Yah.. mungkin sesekali mencobanya tidak masalah. Hanya satu gelas juga.
            “Bagaimana rasanya?”
Pahit di tenggorokan. Minuman apa ini? Kenapa Andy dan teman-temannya terlihat begitu menikmati?
            “Sekali lagi Jun. Satu gelas mana terasa,” kata Andy sambil menggak habis minuman di dalam gelasnya. Selena juga menyodorkan satu gelas lagi kepadaku. Tetap dengan senyumnya yang sangat manis. Aku menerima gelas itu dan cairan di dalamnya kembali masuk ke tenggorokanku untuk yang kedua kalinya.
[]
            Hati manusia memang bisa dibolak-balik oleh Sang Pencipta. Ujian hidup manusia memang beragam. Kau pasti sudah bisa menebak bagaimana Juna setelah itu? Ya, kau benar. Juna mulai menikmati dunia barunya bersama teman SMA-nya, Andy. Uang saku yang dikirim orangtua Juna setiap bulan, selalu habis secara kilat. Juna selalu mempunyai seribu alasan untuk membohongi kedua orangtuanya. Tanpa ia sadari, sepasang sayap di punggungnya mulai berubah menjadi hitam.
[]
            Aku baru sadar dengan sayap di punggungku yang sekarang berubah. Aneh. Kenapa jadi hitam begini? Ah, masa bodohlah. Sebentar lagi Selena akan datang menjemputku. Malam ini mungkin malam terakhir kekasihku yang cantik itu datang menjemput karena Ayah sudah berjanji akan mengantarkan motor baru akhir minggu depan ke kos. Sebenarnya selama ini aku berusaha menelan gengsi mati-matian. Sengaja bermuka tembok mendengar ejekan beberapa teman kos yang melihatku di jemput Selena. Seharusnya aku yang menjemputnya. Yah.. mau bagaimana lagi? Masa aku harus menjemput Selena pakai angkot? Yang benar saja? Sama sekali tidak keren.

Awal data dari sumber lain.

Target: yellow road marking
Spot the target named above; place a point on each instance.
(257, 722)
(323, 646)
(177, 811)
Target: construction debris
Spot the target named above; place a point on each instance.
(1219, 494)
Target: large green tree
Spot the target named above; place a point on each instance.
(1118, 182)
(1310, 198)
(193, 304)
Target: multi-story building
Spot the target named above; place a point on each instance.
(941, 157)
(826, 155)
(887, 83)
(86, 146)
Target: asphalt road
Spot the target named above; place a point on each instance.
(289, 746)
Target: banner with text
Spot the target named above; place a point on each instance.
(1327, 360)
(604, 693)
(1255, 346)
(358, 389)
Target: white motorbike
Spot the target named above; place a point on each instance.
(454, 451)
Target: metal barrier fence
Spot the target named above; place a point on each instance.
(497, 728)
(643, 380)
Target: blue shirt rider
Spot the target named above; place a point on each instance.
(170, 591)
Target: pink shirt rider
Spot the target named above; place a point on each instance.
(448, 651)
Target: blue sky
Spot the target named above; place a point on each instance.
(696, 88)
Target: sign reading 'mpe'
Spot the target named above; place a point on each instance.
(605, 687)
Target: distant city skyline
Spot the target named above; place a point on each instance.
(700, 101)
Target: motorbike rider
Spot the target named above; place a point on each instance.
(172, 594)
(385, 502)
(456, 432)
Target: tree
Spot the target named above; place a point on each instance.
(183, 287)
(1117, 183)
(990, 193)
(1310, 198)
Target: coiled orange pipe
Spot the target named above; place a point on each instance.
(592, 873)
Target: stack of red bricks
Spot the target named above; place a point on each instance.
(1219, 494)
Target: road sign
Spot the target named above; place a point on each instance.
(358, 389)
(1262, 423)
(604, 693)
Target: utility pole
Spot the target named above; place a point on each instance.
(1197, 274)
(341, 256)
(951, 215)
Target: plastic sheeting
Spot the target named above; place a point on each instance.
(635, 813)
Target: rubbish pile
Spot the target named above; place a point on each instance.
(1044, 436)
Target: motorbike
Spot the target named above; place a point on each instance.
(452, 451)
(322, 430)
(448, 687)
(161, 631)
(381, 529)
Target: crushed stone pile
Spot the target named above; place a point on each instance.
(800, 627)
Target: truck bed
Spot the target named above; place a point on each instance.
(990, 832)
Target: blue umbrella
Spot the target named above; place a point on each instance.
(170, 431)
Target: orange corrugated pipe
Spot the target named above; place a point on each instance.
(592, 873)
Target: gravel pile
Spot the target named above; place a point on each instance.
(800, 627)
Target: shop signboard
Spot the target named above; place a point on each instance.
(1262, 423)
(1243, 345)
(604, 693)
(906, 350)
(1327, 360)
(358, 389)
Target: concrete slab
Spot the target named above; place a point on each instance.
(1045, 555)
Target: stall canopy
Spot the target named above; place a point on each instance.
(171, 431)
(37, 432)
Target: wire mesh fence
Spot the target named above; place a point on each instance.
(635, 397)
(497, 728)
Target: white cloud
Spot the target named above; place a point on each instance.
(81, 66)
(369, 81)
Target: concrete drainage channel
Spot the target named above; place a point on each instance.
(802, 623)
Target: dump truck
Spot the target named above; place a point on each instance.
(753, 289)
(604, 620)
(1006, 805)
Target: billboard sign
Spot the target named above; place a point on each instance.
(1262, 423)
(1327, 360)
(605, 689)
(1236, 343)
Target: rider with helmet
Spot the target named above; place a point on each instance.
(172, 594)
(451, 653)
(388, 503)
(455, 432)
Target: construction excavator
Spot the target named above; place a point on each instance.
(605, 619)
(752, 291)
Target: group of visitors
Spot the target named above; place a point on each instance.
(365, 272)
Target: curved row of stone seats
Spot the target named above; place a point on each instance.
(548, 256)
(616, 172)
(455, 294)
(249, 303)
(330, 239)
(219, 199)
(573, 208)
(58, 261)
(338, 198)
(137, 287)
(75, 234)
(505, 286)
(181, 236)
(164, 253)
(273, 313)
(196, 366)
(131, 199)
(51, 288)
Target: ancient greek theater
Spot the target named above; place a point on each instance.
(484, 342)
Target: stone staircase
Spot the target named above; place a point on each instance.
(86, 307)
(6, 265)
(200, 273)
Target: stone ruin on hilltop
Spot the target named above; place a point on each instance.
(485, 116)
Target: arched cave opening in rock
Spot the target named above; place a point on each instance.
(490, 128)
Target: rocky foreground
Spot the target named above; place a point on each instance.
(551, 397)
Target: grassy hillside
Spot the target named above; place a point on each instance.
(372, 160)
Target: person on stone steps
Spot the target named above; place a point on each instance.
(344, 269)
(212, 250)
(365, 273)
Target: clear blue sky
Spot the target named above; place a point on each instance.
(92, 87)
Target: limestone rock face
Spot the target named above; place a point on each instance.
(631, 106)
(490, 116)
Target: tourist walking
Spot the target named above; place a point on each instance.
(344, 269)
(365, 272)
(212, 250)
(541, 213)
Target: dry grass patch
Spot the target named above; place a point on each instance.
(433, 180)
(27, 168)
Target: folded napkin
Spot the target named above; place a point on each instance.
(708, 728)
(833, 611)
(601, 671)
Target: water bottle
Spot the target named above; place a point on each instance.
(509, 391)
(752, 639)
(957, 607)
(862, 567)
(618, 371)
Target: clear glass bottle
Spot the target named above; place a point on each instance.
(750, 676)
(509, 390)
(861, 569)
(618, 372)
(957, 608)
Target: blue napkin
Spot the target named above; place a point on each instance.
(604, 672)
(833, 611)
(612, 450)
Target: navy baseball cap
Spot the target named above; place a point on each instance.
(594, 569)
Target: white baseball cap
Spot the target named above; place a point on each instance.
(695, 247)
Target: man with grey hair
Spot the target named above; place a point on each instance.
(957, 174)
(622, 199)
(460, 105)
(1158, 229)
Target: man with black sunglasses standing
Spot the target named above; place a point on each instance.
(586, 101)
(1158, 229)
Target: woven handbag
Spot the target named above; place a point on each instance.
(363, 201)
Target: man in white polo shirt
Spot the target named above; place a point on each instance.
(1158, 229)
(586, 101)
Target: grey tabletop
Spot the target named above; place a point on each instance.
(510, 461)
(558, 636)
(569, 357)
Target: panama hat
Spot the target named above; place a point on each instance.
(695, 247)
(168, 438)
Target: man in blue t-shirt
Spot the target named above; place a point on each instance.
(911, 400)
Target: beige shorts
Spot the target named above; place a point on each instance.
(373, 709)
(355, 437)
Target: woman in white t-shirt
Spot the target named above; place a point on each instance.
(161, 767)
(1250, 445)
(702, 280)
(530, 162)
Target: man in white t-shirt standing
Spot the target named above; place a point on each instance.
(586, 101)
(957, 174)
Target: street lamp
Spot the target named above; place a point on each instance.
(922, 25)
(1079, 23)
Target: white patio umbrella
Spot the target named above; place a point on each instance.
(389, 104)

            Selena sudah datang. Ia memang selalu cantik. Tidak salah memang aku menjadikannya sebagai pacar. Beruntung sekali aku ini. Padahal banyak cowok yang mengincar Selena, tapi aku, cowok biasa tanpa kendaraan pribadi yang memenangkan hatinya. Ah, cinta memang tidak butuh logika, seperti sebuah lagu yang penyanyinya aku lupa namanya.
            “Sudah siap, Say?” kataku sambil melihat Selena yang duduk manis di belakangku.
            “Yuk.” Cewek itu melingkarkan kedua tangannya di perutku. Aku tersenyum sambil menarik gas pelan. Motor pun melaju dengan cepat setelahnya.
[]
            Juna memang hingga detik ini tidak tahu apa makna dari sayap-sayap yang selama ini ia lihat. Sang Maha Tahu memang sengaja merahasiakannya. Ia hanya memberikan kemampuan istimewa itu saja tanpa harus memberinya pengertian. Juna juga tidak sadar sayap di punggungnya, juga sepasang sayap di punggung Selena, pelan-pelan mulai berjatuhan seperti terbawa angin oleh motor yang melesat menembus jalanan malam.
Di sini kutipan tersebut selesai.